A pista está limpa; os fiscais, alertas; ele sabe que o "safety car" entrará sempre que for necessário; o risco de invasão da pista é praticamente nulo.
Ele se sente capaz de tudo, e precisa dessa motivação para superar seus adversários, que também estão concentrados e ansiosos. Alguns destes não têm máquinas tão potentes. Por conta disso, podem até atrapalhar os pilotos de ponta; mas, nesse caso as regras são claras: quem estiver lento ou for retardatário deve abrir passagem, sob risco de desclassificação e multa.
A pista não tem limite de velocidade, semáforos, faixas de pedestres, etc., portanto, cada piloto deve descobrir o limite do binômio piloto/máquina em relação a ela. Aí, o arrojo é indispensável: "encostar o bico" no carro da frente é um recurso lícito para intimidar e desconcentrar seu piloto; retardar a frenagem até a entrada na curva pode garantir uma ultrapassagem fenomenal; emparelhar na reta, dar um "chega pra lá" ou fechar na curva; se enfiar onde não há espaço: pela esquerda, pela direita ou pelo meio; tocar o adversário; fazer um "x"; subir na "zebra", enfim, vale-tudo! Pois todos os competidores sabem que suas carreiras dependem dos resultados. Assim, jogar o outro na grama, na caixa de brita, na proteção de pneus ou coisa pior faz parte do jogo.

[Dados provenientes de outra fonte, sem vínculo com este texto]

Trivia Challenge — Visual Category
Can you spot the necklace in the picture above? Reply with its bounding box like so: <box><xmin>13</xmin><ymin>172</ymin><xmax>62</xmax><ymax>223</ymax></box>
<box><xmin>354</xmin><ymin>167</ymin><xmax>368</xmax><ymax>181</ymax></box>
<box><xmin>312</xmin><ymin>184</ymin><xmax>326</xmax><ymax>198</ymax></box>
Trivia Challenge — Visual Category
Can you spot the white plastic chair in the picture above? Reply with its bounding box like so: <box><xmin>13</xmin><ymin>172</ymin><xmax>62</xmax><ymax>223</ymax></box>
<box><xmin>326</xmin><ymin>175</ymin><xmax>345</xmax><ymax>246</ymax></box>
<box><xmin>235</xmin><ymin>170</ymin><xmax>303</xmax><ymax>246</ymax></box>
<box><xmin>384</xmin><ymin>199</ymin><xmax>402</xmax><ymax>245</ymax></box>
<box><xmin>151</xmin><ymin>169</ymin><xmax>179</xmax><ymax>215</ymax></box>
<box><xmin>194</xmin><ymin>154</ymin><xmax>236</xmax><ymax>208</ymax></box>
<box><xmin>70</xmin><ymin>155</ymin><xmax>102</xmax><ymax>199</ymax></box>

Todos são solitários em seus "cockpits", onde tentam raciocinar, evitar erros, antecipar as ações e reações dos demais; defendem a posição ("fechando a porta") ou partindo para cima. Quem não agüentar a pressão que pise no freio, "recolha" e deixe o melhor passar. Se não agüentar...

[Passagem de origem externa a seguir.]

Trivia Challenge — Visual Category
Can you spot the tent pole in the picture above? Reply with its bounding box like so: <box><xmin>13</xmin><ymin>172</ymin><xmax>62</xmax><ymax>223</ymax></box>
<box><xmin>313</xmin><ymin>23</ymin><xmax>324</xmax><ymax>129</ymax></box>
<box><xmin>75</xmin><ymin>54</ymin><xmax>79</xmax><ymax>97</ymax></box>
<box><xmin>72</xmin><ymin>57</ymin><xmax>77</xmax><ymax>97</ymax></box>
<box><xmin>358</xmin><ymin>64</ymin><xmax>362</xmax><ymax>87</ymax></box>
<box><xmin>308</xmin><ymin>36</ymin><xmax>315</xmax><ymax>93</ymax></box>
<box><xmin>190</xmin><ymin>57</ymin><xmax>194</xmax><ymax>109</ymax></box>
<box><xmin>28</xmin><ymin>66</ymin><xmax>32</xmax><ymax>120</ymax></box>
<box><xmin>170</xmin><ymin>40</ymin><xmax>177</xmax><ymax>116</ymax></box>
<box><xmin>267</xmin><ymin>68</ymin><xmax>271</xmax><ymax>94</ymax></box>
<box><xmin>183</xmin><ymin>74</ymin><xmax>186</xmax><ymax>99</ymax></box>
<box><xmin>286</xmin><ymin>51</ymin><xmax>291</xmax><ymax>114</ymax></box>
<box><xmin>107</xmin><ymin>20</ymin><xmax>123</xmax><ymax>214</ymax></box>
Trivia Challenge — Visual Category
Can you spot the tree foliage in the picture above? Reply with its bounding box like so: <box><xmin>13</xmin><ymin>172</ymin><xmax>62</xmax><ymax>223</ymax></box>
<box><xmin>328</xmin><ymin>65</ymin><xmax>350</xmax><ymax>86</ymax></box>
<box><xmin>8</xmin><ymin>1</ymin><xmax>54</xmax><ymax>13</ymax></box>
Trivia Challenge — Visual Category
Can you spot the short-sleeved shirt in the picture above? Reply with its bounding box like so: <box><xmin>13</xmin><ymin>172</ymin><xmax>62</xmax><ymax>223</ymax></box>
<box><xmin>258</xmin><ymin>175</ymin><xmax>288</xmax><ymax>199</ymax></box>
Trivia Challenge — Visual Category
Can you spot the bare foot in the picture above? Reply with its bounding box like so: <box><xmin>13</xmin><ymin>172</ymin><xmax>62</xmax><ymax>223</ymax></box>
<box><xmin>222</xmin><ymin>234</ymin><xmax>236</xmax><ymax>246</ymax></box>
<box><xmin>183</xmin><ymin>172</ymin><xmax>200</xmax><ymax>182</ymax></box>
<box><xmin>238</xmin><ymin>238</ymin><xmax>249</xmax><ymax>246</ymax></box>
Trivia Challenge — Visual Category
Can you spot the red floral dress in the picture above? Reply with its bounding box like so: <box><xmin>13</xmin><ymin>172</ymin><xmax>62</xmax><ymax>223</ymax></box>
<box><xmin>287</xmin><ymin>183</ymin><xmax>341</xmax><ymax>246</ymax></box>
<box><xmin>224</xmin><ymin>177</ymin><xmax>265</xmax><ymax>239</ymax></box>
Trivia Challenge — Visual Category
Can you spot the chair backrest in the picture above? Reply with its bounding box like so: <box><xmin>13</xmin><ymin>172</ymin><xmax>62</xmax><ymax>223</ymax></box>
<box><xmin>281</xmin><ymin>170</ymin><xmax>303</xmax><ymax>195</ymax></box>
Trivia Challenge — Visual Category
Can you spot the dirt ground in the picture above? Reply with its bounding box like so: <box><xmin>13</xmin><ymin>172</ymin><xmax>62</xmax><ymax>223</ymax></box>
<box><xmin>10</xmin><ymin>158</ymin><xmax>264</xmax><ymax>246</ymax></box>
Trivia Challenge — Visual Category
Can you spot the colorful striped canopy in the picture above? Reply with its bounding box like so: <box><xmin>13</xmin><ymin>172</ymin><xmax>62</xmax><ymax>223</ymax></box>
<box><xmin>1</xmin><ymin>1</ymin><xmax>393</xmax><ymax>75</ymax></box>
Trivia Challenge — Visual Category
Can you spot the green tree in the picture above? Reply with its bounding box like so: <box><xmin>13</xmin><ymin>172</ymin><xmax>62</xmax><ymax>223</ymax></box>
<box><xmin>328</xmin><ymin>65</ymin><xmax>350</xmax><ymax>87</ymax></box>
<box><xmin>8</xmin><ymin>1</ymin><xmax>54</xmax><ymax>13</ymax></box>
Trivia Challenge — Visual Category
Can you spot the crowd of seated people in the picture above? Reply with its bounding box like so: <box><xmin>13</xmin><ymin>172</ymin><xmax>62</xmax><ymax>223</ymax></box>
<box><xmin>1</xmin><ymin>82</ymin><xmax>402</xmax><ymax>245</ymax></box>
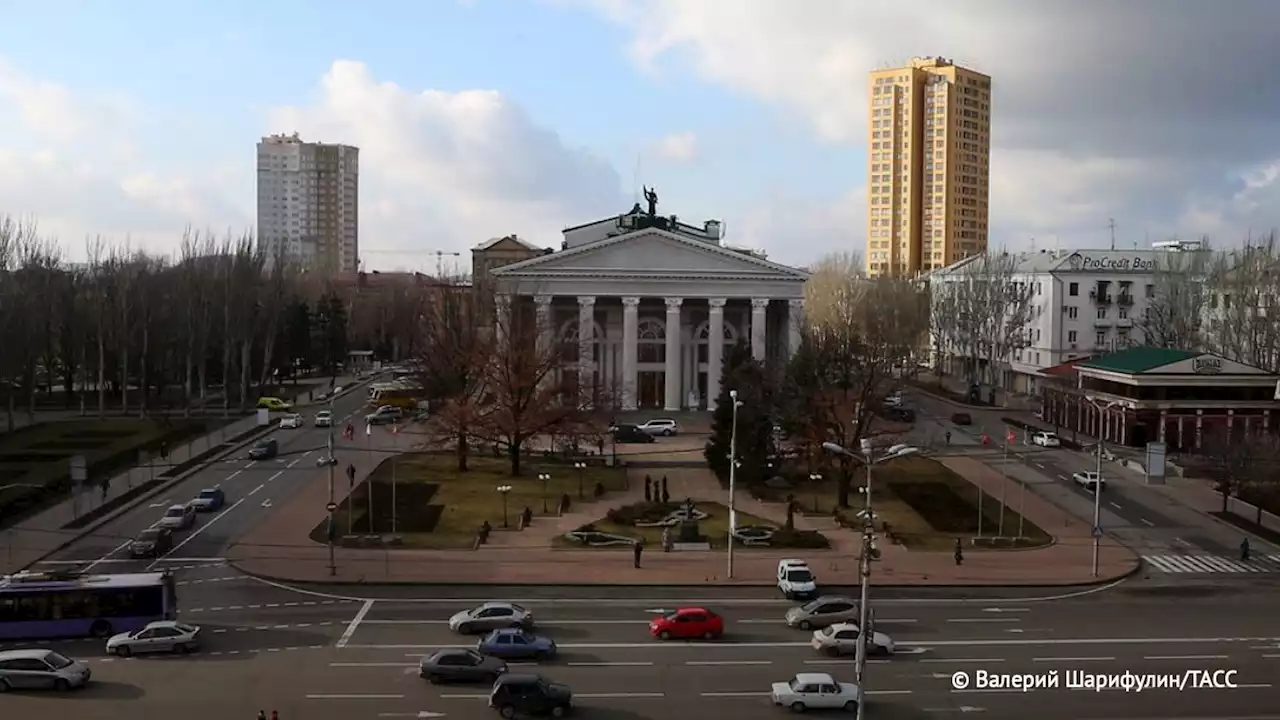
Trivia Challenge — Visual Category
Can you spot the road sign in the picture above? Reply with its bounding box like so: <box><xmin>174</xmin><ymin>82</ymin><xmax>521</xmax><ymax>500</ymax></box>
<box><xmin>326</xmin><ymin>502</ymin><xmax>338</xmax><ymax>512</ymax></box>
<box><xmin>69</xmin><ymin>455</ymin><xmax>87</xmax><ymax>486</ymax></box>
<box><xmin>1091</xmin><ymin>525</ymin><xmax>1103</xmax><ymax>538</ymax></box>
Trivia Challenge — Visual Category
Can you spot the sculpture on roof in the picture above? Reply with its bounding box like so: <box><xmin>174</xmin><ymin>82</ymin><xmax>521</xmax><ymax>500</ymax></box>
<box><xmin>643</xmin><ymin>186</ymin><xmax>658</xmax><ymax>216</ymax></box>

Pois que largue o ofício e vá pilotar carrinho de supermercado! Assim, a velocidade e a ousadia são os trunfos para os triunfos dos
grandes pilotos de corrida! E é isso que os torna ídolos, aclamados pelos torcedores. Mas, eles não se arriscam tanto assim: seus macacões, sapatilhas, luvas e balaclavas são resistentes ao fogo; seus capacetes protegem a cabeça e as primeiras vértebras; bombeiros, paramédicos, ambulâncias e helicópteros de resgate estão a postos.
Tudo é um grande e organizado espetáculo! E o autódromo é o templo desses ases do volante, que sabem que estão ali para "voar baixo" atrás da consagração, graças às suas "super licenças" de pilotos.
Mas, o que dizer dos que pilotam da mesma forma, só que nas estradas e nas ruas das cidades, onde as regras também são claras, mas diferentes? Suas motivações não são a pressa e a ousadia (quase sempre nem há motivo para pressa ou para disputa de colocações). O que os faz acelerar é o mimo paterno (que na verdade é omissão), problemas de auto-afirmação...
Eles não vêem que quem está a sua frente ou ao seu lado não está competindo, mas: trabalhando; levando filhos para a escola; viajando, de férias...
Desconhecem que, até nas competições, quem "queima" o sinal vermelho é punido; não percebem que suas manobras "radicais" não provocam acidentes não porque eles são ases do volante, mas porque os outros antecipam suas besteiras.
Não usam capacetes com sobreviseiras removíveis, mas bonés virados, óculos escuros, expressões desafiadoras. Eles não têm fãs: Seus enormes e distorcidos egos lhes bastam. Não usam seta ("e carro de corrida usa?", devem pensar); dirigem com uma mão só, pois a outra, normalmente, está pendurada para fora, segurando um cigarro. Mas também há os que devem pensar: "Meu carro é potente e sou rico, então, eu posso fazer o que eu quiser".
Parece que todos eles encaram suas habilitações como "super licenças" para "barbarizar" no trânsito, prejudicar e, no limite, matar inocentes.
Homicídio culposo ou, definitivamente, doloso?
São ases do volante? Não! São asnos no volante!